“What did you think of Gerhart at quarter?” asked Tom, for the benefit of his chum.

“I didn’t notice him much,” answered Bricktop, as he ruffled his red hair. “Seemed to me to be a bit sloppy, though; and that won’t do.”

Phil did not say anything, but he looked relieved.

“Too bad you’re not going to play, Sid, old chap,” remarked Tom in the room that night, when the three chums were together. “You don’t know what you miss.”

“Oh, yes, I do,” was the answer, and Sid looked up from the depths of the chair, closing his Greek book. “The day has gone by when I want to have twenty-one husky lads trying to shove my backbone through my stomach. I don’t mind baseball, but I draw the line at posing as a candidate for a broken neck or a dislocated shoulder. Not any in mine, thank you.”

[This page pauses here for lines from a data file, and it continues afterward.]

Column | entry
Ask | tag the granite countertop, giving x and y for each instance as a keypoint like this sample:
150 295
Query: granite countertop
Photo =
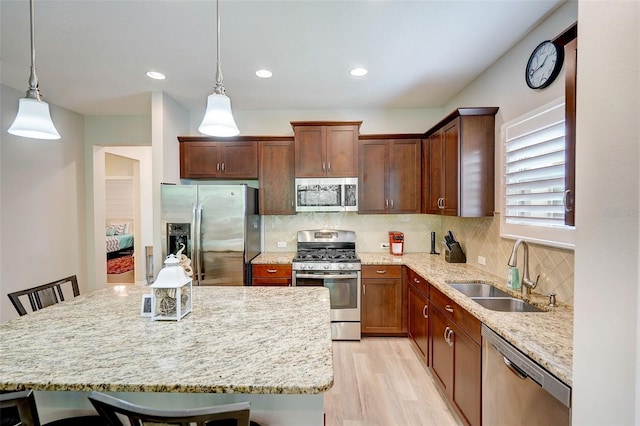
274 257
236 340
546 337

“You’re a namby-pamby milksop!” exclaimed Phil with a laugh and a pat on the back, that took all the sting from the words. “Worse than that, you’re a——”

“Well, I don’t stick girls’ pictures, and banners worked in silk by the aforesaid damsels, all over the room,” and Sid looked with disapproval on an emblem which Tom had placed on the wall that day. It was a silk flag of Randall colors, which Madge Tyler had given to him.

“You’re a misguided, crusty, hard-shelled troglodytic specimen of a misogynist!” exclaimed Tom.

“Thanks, fair sir, for the compliment,” and Sid arose to bow elaborately.

Phil and Tom talked football until Sid begged them to cease, as he wanted to study, and, though it was hard work, they managed to do so. Soon they were poring over their books, and all that was heard in the room was the occasional rattle of paper, mingling with the ticking of the clock.